Study Finds Employer Bias in Overturning Arbitration Awards

April 21, 2008 (PLANSPONSOR.com) - A new empirical study of federal and state court review of employment arbitral awards indicates that at the state level, courts are vacating many arbitration awards for employees, but not for employers.

According to a National Law Journal report, the new study, conducted by labor and employment law scholar Michael LeRoy of the University of Illinois College of Law, found state appellate courts confirmed only 56.4% of employee wins in arbitration,but confirmed 86.7% of employer awards. Similarly, in lower state courts 87.2% of employer awards were confirmed while 77.6% of employee wins were confirmed.
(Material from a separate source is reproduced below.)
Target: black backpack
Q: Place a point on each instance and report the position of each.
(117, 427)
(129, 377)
By comparison, the news report said, LeRoy’s database of 443 federal and state court rulings on arbitration awards — four levels of review, two in the federal court system and two in state systems — from 1975 to 2007, found federal appeals courts upheld 85.7% of employer wins and 85% of employee victories. Likewise, federal district judges enforced 92.2% of employer awards and 92.7% of employee wins.
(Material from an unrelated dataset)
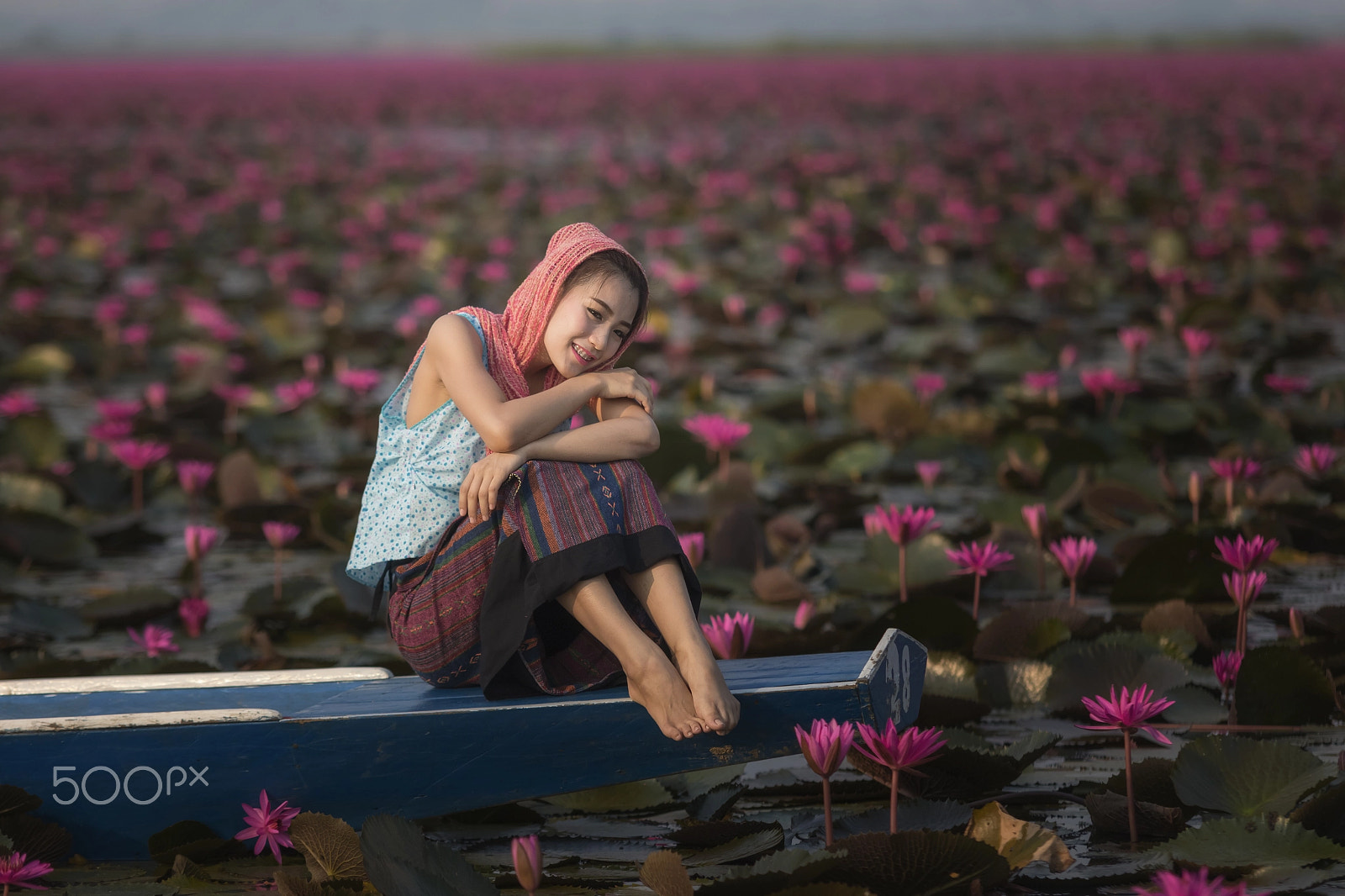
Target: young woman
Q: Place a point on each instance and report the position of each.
(522, 555)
LeRoy said the main reason for the difference between the state and federal court levels is that federal courts are essentially following the limited standards of judicial review established by the Federal Arbitration Act (FAA) and state courts are not. “The problem is that the number of award-reviewing standards is growing, due to new state laws and creeping expansion of common law standards,” LeRoy said, according to the National Law Journal.

Arbitrators may be unaware of varying state laws, and if the loser of an arbitration researches and finds the arbitrator has not complied with state law and the award can be vacated. LeRoy said employers, who are repeat players in the arbitration system are familiar with tactics to work the system, while employees – often one-time players in the system – are not.
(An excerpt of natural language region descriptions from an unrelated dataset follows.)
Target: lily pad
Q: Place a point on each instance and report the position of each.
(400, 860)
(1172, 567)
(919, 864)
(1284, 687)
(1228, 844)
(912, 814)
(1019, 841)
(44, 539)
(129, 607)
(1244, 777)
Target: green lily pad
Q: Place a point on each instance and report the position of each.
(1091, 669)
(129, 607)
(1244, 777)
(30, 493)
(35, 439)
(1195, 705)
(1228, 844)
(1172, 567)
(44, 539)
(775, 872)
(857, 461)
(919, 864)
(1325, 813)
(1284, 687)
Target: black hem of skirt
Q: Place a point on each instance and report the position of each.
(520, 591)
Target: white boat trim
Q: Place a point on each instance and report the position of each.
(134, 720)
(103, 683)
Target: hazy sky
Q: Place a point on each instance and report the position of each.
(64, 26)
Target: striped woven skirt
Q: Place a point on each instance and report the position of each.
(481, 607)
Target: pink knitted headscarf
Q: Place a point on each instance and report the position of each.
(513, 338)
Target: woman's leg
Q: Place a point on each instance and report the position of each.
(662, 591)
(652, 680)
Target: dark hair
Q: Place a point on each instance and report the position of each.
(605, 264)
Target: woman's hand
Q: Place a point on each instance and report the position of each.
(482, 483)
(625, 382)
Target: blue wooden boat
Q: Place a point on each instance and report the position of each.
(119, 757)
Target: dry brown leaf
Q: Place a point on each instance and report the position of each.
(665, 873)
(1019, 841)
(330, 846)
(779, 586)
LeRoy claims: “If state courts followed the four main elements for judicial review in Section 10 of the FAA, there would be 10% or fewer awards overturned.” He calls it a “remarkable irony” that employees are losing under state laws and standards, which were enacted to protect the weaker party in the relationship.

The National Law Journal said LeRoy’s findings are an important element in the re-examination of various parts of arbitration by members of Congress and others for legislative fixes.